Josephine Feehily, who has chaired the Pensions Commission, the Office of the Revenue Commissioners and the Policing Authority of Ireland, and Patricia King, who served as ICTU General Secretary for seven years, have also been appointed to the new oversight body. 

Martin said that these are “good appointments”, and that they evidence how “seriously” the Government is taking both allegations of abuse within the Defence Forces, and the recommendations made in the report from the Independent Review Group on abuse allegations. 

That report, published last month, found that cases of bullying, harassment, discrimination and sexual harassment continue to persist within the Defence Forces. 

The appointment has been made without consultation with the Women of Honour, Tanaiste and Defence Minister Micheál Martin said today. 

When asked why the group, which has campaigned to bring cases of abuse to light, was not consulted on the appointments that have been made to the external oversight body, Martin said that it is key that the body is “external of everyone”.

New laws will be required to establish the oversight body on a statutory basis.

The Defence Act, 1954 will have to be amended to allow all allegations of rape, or aggravated sexual assault in the Defence Forces in the State be referred to An Garda Síochána for investigation.

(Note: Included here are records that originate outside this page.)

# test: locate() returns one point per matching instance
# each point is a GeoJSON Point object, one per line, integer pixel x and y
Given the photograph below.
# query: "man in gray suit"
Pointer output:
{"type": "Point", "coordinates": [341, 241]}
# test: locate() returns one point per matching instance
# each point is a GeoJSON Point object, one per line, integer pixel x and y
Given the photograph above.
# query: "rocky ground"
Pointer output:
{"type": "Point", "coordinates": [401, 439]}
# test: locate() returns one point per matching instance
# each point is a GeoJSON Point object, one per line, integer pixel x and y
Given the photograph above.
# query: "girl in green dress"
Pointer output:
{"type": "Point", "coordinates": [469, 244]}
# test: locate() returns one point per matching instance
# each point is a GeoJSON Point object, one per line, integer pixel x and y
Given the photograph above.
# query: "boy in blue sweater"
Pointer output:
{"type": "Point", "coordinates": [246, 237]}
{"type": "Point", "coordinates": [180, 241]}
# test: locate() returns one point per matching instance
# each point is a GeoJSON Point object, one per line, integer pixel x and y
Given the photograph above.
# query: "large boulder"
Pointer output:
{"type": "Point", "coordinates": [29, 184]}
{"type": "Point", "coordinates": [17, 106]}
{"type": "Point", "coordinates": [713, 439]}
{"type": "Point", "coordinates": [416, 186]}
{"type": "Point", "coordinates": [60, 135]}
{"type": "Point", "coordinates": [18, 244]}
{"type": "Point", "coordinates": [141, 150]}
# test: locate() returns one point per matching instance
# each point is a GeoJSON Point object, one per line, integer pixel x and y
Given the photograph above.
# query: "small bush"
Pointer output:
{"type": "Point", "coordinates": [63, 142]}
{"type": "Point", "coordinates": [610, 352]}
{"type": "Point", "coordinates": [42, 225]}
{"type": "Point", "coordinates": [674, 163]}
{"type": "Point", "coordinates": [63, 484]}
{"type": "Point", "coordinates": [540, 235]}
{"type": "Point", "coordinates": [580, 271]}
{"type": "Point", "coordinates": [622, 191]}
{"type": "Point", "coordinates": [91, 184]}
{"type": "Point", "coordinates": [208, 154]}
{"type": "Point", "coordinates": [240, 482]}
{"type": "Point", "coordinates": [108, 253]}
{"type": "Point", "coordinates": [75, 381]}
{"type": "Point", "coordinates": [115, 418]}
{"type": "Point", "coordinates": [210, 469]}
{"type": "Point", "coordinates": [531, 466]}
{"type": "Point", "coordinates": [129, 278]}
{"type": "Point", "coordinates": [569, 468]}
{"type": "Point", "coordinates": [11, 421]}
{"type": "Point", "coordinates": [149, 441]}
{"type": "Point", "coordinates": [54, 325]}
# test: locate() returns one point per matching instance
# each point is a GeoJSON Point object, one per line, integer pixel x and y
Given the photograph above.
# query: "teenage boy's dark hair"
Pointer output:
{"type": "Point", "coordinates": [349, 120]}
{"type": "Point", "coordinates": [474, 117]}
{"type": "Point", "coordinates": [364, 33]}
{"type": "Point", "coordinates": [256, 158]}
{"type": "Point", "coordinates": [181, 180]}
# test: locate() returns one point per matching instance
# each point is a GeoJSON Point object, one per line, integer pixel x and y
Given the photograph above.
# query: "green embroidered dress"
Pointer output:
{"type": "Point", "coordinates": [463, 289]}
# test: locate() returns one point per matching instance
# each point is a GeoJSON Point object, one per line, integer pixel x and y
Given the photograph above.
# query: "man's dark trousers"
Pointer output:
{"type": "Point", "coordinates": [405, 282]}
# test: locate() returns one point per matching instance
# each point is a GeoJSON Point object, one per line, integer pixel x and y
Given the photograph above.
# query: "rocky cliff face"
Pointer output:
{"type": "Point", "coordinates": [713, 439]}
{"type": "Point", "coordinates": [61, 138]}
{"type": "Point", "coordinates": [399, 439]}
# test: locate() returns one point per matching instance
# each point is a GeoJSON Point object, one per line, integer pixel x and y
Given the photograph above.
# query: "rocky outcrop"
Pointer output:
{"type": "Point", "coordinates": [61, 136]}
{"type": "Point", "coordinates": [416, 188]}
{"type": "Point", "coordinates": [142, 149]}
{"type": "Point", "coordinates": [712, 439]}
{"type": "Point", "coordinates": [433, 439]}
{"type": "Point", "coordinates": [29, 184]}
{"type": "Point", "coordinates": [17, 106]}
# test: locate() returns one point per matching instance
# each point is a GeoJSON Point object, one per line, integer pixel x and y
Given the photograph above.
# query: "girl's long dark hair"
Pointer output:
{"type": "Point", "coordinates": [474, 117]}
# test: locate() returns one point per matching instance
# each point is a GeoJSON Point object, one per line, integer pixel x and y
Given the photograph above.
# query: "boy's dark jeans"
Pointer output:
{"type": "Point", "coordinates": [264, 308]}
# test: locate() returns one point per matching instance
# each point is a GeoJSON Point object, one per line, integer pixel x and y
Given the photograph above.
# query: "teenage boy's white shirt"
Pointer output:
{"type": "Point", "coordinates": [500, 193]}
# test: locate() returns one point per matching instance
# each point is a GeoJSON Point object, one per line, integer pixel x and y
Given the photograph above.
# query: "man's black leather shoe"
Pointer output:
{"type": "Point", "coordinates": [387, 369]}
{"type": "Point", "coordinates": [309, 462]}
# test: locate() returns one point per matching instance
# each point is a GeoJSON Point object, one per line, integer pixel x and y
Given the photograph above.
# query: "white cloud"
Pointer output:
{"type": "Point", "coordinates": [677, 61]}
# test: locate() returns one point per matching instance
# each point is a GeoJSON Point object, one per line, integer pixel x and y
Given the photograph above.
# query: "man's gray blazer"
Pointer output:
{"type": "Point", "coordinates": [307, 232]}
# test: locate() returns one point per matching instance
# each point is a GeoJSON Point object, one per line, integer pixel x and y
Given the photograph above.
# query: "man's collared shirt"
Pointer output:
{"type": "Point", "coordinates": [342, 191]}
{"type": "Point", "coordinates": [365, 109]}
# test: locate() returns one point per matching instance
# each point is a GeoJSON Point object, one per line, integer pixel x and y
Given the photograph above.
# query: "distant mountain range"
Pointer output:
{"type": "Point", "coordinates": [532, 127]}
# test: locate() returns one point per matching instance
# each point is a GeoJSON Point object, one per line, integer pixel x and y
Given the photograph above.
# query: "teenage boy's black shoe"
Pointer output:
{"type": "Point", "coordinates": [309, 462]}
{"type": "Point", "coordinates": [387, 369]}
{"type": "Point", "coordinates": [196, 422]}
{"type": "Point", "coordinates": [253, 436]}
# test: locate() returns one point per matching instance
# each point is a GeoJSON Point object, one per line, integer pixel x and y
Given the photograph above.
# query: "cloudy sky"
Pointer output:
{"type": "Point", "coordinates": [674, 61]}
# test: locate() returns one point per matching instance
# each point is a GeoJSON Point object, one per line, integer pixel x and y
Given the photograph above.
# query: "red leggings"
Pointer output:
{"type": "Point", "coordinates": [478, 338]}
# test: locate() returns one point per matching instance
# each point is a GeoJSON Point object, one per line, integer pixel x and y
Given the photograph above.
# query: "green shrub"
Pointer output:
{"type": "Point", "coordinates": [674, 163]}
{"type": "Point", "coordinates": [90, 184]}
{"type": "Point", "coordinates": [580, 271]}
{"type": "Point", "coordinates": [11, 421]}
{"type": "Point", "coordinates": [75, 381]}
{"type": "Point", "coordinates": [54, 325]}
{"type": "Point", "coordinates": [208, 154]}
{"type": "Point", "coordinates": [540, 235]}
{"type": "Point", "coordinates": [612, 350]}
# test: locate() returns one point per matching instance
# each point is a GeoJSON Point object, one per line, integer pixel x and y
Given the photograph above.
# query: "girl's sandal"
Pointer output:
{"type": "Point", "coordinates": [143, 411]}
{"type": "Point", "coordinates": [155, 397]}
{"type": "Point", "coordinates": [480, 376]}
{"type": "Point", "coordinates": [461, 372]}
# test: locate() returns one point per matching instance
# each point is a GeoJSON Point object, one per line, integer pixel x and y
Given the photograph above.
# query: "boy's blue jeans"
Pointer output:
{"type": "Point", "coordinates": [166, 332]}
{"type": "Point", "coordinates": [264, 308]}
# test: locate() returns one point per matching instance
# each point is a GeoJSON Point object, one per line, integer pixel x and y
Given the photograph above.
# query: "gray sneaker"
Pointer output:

There will also be a significant programme of reform and culture change delivered by external experts, with measures to eradicate reprisals and retaliation, and develop new policies on gender, inclusion and diversity.

The IRG report warned: “Change is required to rebuild what is clearly broken in existing systems. The recommendations in this report are radical and, if implemented, will be far-reaching.

“A failure to implement the recommendations will mean a further regression and the Defence Forces’ position could deteriorate beyond repair.”

A statutory inquiry will also be established into the claims. Speaking in the Dáil last week Martin said: 

“What’s important now is that we quickly build on it and a Statutory Inquiry is one of the logical and necessary next steps, examining how complaints have been dealt with.

“I want to assure the House that I will bring forward Terms of Reference for this Inquiry as soon as possible, engaging with stakeholders in their preparation.”